1. ## Binomial expansion

the coefficient of $x^3$ is larger than $x^2$ by four times....

i can do it easily by drawing Pascal Pyramid.....is there an equation method?

I need help..
Thank you
Bizworldusa

2. ## Re: Binomial expansion

Mmm, look again at your post.

3. ## Re: Binomial expansion

Hello, bizworldusa!

Is my interpretation correct?

The coefficient of $\displaystyle x^3$ is larger than $\displaystyle x^2$ by four times.

I can do it easily by drawing Pascal Pyramid. . Really? . . . How?
Is there an equation method?

From the title, I assume that a binomial expansion is involved
. . and we are to determne the particular binomial.

The simplest would be : .$\displaystyle (ax + b)^3 \;=\;a^3x^3 + 3a^2bx^2 + 3ab^2x + b^3$
. . where $\displaystyle a,b \ne 0.$

Then we have: .$\displaystyle a^3 \:=\:4(3a^2b) \quad\Rightarrow\quad a^3 - 12a^2b \:=\:0$

. . . . . . . . . .$\displaystyle a^2(a-12b) \:=\:0 \quad\Rightarrow\quad a \:=\:12b$

Therefore, one solution is: .$\displaystyle (12x + 1)^3 \:=\:\boxed{1728}\,x^3 + \boxed{432}\,x^2 + 36x + 1$

~ ~ ~ ~ ~ ~ ~ ~ ~ ~ ~ ~ ~ ~ ~ ~ ~ ~ ~ ~ ~ ~ ~ ~ ~ ~ ~ ~ ~ ~ ~

Of course, there is an infinite number of solutions.

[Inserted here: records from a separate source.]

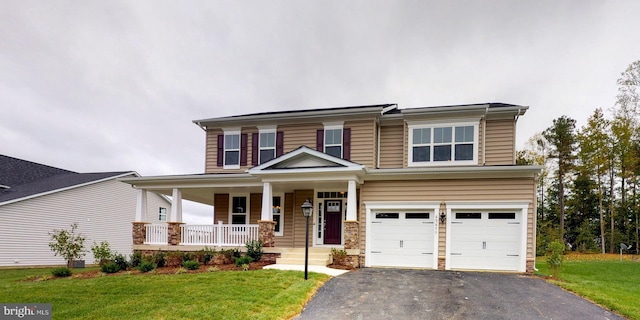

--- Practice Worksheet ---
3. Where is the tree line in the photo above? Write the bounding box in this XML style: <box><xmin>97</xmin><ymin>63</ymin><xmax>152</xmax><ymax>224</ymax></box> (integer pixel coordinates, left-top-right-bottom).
<box><xmin>516</xmin><ymin>60</ymin><xmax>640</xmax><ymax>254</ymax></box>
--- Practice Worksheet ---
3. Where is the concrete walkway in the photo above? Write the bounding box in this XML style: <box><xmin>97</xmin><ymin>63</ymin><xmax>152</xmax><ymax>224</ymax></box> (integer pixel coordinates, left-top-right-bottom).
<box><xmin>263</xmin><ymin>264</ymin><xmax>349</xmax><ymax>277</ymax></box>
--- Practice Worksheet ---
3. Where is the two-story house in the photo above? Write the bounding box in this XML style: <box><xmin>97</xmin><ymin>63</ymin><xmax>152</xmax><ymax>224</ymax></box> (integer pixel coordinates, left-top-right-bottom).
<box><xmin>123</xmin><ymin>103</ymin><xmax>540</xmax><ymax>272</ymax></box>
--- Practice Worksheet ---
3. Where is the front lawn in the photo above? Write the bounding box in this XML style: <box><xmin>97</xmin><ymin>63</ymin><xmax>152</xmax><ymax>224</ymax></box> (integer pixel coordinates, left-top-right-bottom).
<box><xmin>537</xmin><ymin>254</ymin><xmax>640</xmax><ymax>319</ymax></box>
<box><xmin>0</xmin><ymin>269</ymin><xmax>329</xmax><ymax>319</ymax></box>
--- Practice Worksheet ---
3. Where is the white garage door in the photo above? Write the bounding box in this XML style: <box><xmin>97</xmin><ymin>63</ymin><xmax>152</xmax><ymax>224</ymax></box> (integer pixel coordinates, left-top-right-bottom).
<box><xmin>369</xmin><ymin>210</ymin><xmax>435</xmax><ymax>268</ymax></box>
<box><xmin>448</xmin><ymin>210</ymin><xmax>524</xmax><ymax>271</ymax></box>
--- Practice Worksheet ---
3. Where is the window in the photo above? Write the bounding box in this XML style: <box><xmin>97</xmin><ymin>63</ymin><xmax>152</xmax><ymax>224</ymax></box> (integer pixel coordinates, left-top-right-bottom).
<box><xmin>408</xmin><ymin>123</ymin><xmax>478</xmax><ymax>166</ymax></box>
<box><xmin>158</xmin><ymin>207</ymin><xmax>167</xmax><ymax>222</ymax></box>
<box><xmin>231</xmin><ymin>196</ymin><xmax>249</xmax><ymax>224</ymax></box>
<box><xmin>324</xmin><ymin>128</ymin><xmax>342</xmax><ymax>158</ymax></box>
<box><xmin>224</xmin><ymin>132</ymin><xmax>240</xmax><ymax>168</ymax></box>
<box><xmin>259</xmin><ymin>131</ymin><xmax>276</xmax><ymax>164</ymax></box>
<box><xmin>272</xmin><ymin>196</ymin><xmax>284</xmax><ymax>236</ymax></box>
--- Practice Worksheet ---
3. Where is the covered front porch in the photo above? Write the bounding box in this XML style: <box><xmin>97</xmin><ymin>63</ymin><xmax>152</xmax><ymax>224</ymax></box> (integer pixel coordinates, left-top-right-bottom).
<box><xmin>123</xmin><ymin>148</ymin><xmax>364</xmax><ymax>261</ymax></box>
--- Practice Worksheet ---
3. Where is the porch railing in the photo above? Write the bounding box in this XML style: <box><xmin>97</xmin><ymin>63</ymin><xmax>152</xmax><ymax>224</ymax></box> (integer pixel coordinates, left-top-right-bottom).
<box><xmin>180</xmin><ymin>222</ymin><xmax>258</xmax><ymax>246</ymax></box>
<box><xmin>144</xmin><ymin>224</ymin><xmax>169</xmax><ymax>244</ymax></box>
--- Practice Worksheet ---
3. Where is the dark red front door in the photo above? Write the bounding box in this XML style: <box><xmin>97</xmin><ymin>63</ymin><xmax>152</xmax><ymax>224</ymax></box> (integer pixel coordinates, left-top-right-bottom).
<box><xmin>324</xmin><ymin>200</ymin><xmax>342</xmax><ymax>244</ymax></box>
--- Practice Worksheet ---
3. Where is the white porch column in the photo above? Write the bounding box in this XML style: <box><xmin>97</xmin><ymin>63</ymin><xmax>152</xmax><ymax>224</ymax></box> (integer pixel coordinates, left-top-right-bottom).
<box><xmin>134</xmin><ymin>189</ymin><xmax>147</xmax><ymax>222</ymax></box>
<box><xmin>347</xmin><ymin>180</ymin><xmax>358</xmax><ymax>221</ymax></box>
<box><xmin>169</xmin><ymin>188</ymin><xmax>182</xmax><ymax>222</ymax></box>
<box><xmin>260</xmin><ymin>182</ymin><xmax>273</xmax><ymax>221</ymax></box>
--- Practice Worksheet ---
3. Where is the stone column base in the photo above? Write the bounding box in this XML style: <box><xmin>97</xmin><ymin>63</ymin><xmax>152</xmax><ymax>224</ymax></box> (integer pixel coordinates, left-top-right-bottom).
<box><xmin>258</xmin><ymin>220</ymin><xmax>277</xmax><ymax>247</ymax></box>
<box><xmin>167</xmin><ymin>222</ymin><xmax>184</xmax><ymax>246</ymax></box>
<box><xmin>131</xmin><ymin>222</ymin><xmax>147</xmax><ymax>245</ymax></box>
<box><xmin>344</xmin><ymin>220</ymin><xmax>360</xmax><ymax>249</ymax></box>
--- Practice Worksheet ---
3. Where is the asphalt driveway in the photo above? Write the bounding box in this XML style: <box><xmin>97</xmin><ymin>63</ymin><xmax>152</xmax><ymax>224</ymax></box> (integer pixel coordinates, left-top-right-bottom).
<box><xmin>296</xmin><ymin>268</ymin><xmax>624</xmax><ymax>320</ymax></box>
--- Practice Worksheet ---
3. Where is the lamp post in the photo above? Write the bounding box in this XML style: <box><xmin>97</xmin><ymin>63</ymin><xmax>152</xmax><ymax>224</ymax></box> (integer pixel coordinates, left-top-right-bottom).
<box><xmin>302</xmin><ymin>199</ymin><xmax>313</xmax><ymax>280</ymax></box>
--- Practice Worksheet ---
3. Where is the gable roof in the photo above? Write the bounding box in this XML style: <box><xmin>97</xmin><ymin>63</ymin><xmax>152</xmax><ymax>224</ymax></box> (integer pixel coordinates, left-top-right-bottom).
<box><xmin>0</xmin><ymin>155</ymin><xmax>139</xmax><ymax>206</ymax></box>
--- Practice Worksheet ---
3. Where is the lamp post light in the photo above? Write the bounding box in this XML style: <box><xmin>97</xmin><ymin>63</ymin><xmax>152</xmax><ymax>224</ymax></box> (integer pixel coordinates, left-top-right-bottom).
<box><xmin>302</xmin><ymin>199</ymin><xmax>313</xmax><ymax>280</ymax></box>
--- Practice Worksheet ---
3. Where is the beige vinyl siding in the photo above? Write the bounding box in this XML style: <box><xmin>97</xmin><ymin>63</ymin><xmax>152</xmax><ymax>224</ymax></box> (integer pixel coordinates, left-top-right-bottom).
<box><xmin>380</xmin><ymin>124</ymin><xmax>405</xmax><ymax>168</ymax></box>
<box><xmin>274</xmin><ymin>193</ymin><xmax>294</xmax><ymax>248</ymax></box>
<box><xmin>0</xmin><ymin>180</ymin><xmax>171</xmax><ymax>267</ymax></box>
<box><xmin>293</xmin><ymin>190</ymin><xmax>313</xmax><ymax>248</ymax></box>
<box><xmin>278</xmin><ymin>123</ymin><xmax>323</xmax><ymax>153</ymax></box>
<box><xmin>213</xmin><ymin>193</ymin><xmax>229</xmax><ymax>224</ymax></box>
<box><xmin>485</xmin><ymin>119</ymin><xmax>515</xmax><ymax>165</ymax></box>
<box><xmin>359</xmin><ymin>178</ymin><xmax>535</xmax><ymax>258</ymax></box>
<box><xmin>344</xmin><ymin>119</ymin><xmax>377</xmax><ymax>168</ymax></box>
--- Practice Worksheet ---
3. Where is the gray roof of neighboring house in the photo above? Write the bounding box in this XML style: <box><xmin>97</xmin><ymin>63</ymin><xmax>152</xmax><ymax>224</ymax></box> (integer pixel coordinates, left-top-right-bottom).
<box><xmin>0</xmin><ymin>155</ymin><xmax>136</xmax><ymax>205</ymax></box>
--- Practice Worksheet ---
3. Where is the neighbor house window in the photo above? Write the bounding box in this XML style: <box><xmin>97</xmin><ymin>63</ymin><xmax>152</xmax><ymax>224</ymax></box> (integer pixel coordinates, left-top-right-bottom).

$\displaystyle (6x+1)^4 \:=\:1296x^4 + \boxed{864}\,x^3 + \boxed{216}\,x^2 + 24x + 1$

$\displaystyle (4x+1)^5 \:=\:1024x^5 + 1280x^4 + \boxed{640}\,x^3 + \boxed{160}\,x^2 + 20x + 1$

4. ## Re: Binomial expansion

Yes your interpretation is correct mr Soroban.